Organization of the Patch Repository
The OpenJDK mlvm/mlvm repository forest is (at present) only a set of patches, not a full set of JDK sources. The patches apply to some version of the full jdk7/jdk7 forest. The structure of the mlvm forest parallels the structure of the full jdk7 sources, but each repository in mvlm is only the
.hg/patches directory (of the Mercurial mq extension). Thus, repositories under mlvm are called "patch repositories" and those under jdk7 are by contrast called "source repositories".
Commits in the mlvm repositories do not update the full source trees, only the patches. To make this clear, when a commit occurs in a patch repository, we will refer to it specifically as a "patch commit".
TO DO: link the text in this page to suitable instructions for configuring and using Mercurial.
All patch files must end with the suffix
Patches must not have patch headers, since they are easy to lose if patches are regenerated.
All patches must be in "git" format, without file dates. To ensure this, add the following lines to your
A patch file may be accompanied by a similar file with the suffix
.txt. This file will contain brief comments about the patch, including:
- references to project documentation, if needed
- draft commit comments
- dependencies on other patches
Patch repositories may also contain scripts and documentation.
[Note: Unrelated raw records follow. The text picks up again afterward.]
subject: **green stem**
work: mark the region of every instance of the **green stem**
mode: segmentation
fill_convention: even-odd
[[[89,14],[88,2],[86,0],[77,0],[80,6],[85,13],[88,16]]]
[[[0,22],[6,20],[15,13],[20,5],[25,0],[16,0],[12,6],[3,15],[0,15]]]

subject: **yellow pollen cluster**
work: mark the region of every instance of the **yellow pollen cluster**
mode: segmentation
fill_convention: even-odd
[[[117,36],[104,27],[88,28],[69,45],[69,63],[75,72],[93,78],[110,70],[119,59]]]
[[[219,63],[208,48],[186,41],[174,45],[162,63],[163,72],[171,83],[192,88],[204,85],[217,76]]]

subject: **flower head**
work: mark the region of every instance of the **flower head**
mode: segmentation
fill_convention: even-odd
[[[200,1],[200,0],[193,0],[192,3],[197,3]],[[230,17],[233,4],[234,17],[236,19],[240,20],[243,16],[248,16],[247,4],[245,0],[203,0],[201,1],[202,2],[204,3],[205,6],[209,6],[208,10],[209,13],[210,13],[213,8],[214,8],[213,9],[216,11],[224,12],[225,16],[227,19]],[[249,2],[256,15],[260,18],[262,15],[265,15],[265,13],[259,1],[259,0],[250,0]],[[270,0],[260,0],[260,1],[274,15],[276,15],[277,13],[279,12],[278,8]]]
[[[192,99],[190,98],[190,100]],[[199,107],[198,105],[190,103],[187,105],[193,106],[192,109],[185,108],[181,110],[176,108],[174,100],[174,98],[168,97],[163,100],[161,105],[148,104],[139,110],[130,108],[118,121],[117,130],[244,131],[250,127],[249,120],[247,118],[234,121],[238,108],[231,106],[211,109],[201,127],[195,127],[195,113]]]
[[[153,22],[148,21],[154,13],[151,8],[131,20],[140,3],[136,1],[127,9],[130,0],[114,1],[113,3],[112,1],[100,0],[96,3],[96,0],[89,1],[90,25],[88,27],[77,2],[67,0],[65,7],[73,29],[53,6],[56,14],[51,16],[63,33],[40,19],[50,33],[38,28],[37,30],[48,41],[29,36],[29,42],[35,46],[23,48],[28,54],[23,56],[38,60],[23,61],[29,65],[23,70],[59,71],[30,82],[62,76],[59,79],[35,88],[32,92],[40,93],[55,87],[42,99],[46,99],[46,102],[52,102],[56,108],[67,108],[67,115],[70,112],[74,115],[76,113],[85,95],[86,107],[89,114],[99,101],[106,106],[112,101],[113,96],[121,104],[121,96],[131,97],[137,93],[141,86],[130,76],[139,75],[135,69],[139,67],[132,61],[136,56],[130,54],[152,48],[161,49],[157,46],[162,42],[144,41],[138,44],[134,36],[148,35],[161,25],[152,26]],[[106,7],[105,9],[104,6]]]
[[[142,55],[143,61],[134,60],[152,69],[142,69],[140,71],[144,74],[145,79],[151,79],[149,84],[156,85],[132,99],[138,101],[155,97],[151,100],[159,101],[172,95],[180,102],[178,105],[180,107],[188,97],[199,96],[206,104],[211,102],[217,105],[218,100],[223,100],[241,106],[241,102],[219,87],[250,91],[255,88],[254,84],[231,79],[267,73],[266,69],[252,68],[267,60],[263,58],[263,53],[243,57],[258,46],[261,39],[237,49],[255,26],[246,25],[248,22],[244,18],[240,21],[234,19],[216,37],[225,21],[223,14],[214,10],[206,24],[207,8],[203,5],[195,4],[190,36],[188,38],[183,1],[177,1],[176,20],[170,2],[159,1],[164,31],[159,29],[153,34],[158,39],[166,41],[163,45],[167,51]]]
All these non-patch files are ignored by the Mercurial patch queue, since they do not appear in the series file.
Patches may be split. Files that contribute to a split patch must all have the same prefix up to the first dot.
Patches may depend on each other. (For example, invoke dynamic may depend on method handles, which in turn may depend on anonymous classes.) Such dependencies should be clearly stated.
The patch sequence is ordered by both stability and by dependency. If patch B is less stable than patch A, then B should come later in the series. If B depends on A, it also must come later in the series, and A must not be less stable than B.
Patches of the same name in multiple patch repositories (hotspot and jdk) are to be applied simultaneously to parallel source repositories. Their series file elements must be kept exactly in sync. The documenting text file for a patch does not need to be on both sides, and should not be duplicated.
The series file contains guard annotations for each patch. Patches are guarded with the OpenJDK release tags that they apply to. In this way, as the OpenJDK release advances, patches can be rebased independently from each other. Patches must be rebased in a special-purpose "rebasing patch commit" which includes a change to the patch guard in the series file also. Actual development must be placed in patch commits that are not rebasing.
Each patch must have one or more positive guards, and each must be the tag of an OpenJDK build, such as
jdk7-b25. If a patch is guarded by such a tag, it is guaranteed to apply, without rejects, to that particular OpenJDK build, and to build successfully.
Each patch must have a negative guard which names that patch with a "slash" prefix. This allows developers to control individual entries in the patch queue without editing the series file. Editing the series file is risky, since it is under version control and shared by all developers. By contrast, the guards file is not under version control.
The following guards are also significant as negative guards on patches which do not yet have the relevant quality level:
#-buildable: the patch does not build, or interferes with the operation of the JVM
#-testable: the patch fails to have a working test suite
For normal development, the guards 'buildable' and 'testable' should be present in the guard file, as well as the OpenJDK release in use.
Example series file entries:
The 'qselect' command can be used to control these patches:
- more on guards: http://hgbook.red-bean.com/hgbookch13.html
- patch rebasing procedures: http://www.selenic.com/mercurial/wiki/index.cgi/MqMerge
- a good summary on rebasing: http://www.selenic.com/pipermail/mercurial/2008-February/017367.html
If a patch must be split so as to apply to several OpenJDK builds, the latest patch in the series must be a complete patch for the most recent build, and for each previous build, a temporary patches must simply track the relevant changes up to the most recent build, so as to make the newest patch apply correctly in all cases.
For example, to support builds 25 and 28 behind build 30 two fixup patches are needed:
(Note: This way of doing patches might prove difficult to manage in practice. We'll figure it out as we go along.)
Normally this will not be necessary, unless the patch provides functionality which several other patches depend on, and those patches are in different stages of rebasing.